Cumhurbaşkanı Erdoğan, isteyen Suriyeli muhacirlere Türkiye vatandaşlığı verileceğini, İçişleri Bakanlığı’nın bu yönde bir çalışma başlattığını müjdeledi.
Sadece Suriyeli muhacirlere değil, Türkiye’ye de müjde bu.
Şu veya bu gerekçeyle karşı çıkanlar olacaktır, ama Türkiye de -şimdilik Batı Avrupa ülkeleri kadar olmasa bile- nüfusunu ‘yeniden üretmekte’ müşkülat yaşıyor. En azından, o müşkülatın eşiğine gelmiş bulunuyor.
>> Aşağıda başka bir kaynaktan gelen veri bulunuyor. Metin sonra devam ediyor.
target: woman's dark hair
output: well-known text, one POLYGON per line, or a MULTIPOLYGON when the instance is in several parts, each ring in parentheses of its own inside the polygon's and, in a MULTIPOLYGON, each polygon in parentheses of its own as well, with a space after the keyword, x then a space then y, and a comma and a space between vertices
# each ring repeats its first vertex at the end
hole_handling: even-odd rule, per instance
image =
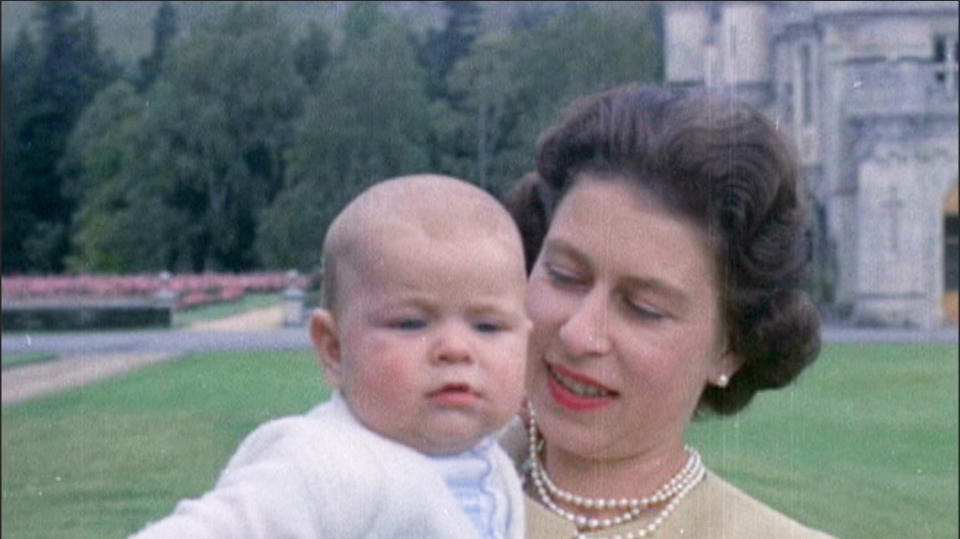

Yıllardır, hem devletin içinden hem de sivil toplumdan feraset sahibi kimselerin, hükümete, “Ufukta tıkanma gözüküyor. Nüfusun yaşlanmasını ve azalmasını önlemek için Türkiye’yi tıpkı ABD, Kanada yahut Avustralya gibi göçmen ülkesi haline getirmeliyiz” diye telkinde bulunduklarını, bu konuda hazırlanmış dört başı mamur projelerin de olduğunu biliyorum.
Suriyeli muhacirlere Türkiye vatandaşlığı vermek, bu iş için pek münasip bir başlangıç olacak.
***
Önemli bir bürokrat, bana,
“Suriyeli muhacirleri sokaktaki dilencilere bakarak yargılayan
vatandaşlarımız yanlış yapıyor. Gayet nitelikli bir topluluk bu.
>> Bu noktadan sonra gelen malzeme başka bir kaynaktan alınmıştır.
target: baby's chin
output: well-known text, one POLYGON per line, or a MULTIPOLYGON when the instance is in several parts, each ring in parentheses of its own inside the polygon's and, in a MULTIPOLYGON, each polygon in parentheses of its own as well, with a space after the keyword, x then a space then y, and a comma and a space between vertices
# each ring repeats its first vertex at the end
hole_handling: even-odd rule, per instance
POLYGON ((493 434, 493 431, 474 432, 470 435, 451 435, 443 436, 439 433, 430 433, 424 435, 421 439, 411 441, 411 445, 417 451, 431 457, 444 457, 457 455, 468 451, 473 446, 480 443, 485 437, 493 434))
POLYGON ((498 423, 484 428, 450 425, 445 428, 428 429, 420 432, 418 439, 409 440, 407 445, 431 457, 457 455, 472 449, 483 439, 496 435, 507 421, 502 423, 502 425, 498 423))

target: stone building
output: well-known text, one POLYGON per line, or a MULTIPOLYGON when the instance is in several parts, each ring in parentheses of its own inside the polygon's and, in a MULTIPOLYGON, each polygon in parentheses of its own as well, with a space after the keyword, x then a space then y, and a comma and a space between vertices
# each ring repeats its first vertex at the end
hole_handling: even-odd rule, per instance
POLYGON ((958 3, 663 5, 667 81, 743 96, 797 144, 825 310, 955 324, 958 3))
Üstelik meşrep bakımından bizim toplumumuza çok benzediği için
Türkiye’ye ayak uydurmakta fazla zorlanmaz. Bu topluluğun
Türkiye’ye muhakkak kazandırılması lazım. Başta vatandaşlık olmak
üzere çeşitli imkânlar sunarak onları muhakkak Türkiye’de
tutmalıyız. Suriye’de savaş bittiğinde de burada kalmalılar”
dediğinde, Suriyeli muhacirleri Türkiye’ye kazandırma fikrine
katıldığımı belirtip, şöyle bir şerh düşmüştüm: “Onları Türkiye’ye
kazandırırken Suriye’ye kaybettirmeyelim. Türkiye vatandaşı
olsunlar, ama Suriye’den de kopmasınlar. Suriyeli kimliğini
kaybetmesinler. Hem Suriye vatandaşlıklarını korusunlar, hem de
Suriye’nin siyasi ve içtimai meselelerine ilgilerini. Arapçayı da
muhafaza etmeliler. Çocuklarının Arapçayı unutmamalarını temin
etmeliyiz. Aynı anda hem Suriyeli hem Türkiyeli olmalı bu topluluk.
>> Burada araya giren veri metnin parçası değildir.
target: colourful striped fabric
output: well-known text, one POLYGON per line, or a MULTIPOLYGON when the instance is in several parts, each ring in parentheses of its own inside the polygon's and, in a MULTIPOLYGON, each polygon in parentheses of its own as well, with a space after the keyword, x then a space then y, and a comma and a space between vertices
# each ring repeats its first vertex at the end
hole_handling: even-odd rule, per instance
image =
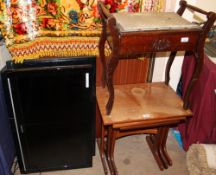
MULTIPOLYGON (((111 13, 164 11, 165 7, 165 0, 102 1, 111 13)), ((98 55, 97 0, 0 0, 0 4, 0 29, 16 62, 98 55)))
Savaştan sonra, iki devletin de vatandaşı olarak, dileyen Suriye’de
ikamet eder, dileyen Türkiye’de. Dileyen de kimi zaman orada, kimi
zaman burada. Sonunda bu topluluk, Türkiye-Suriye birliğine hizmet
edecek, o birliğin öncü gücü olacaktır.”
Bunlar dikkate alınırsa ne güzel olur.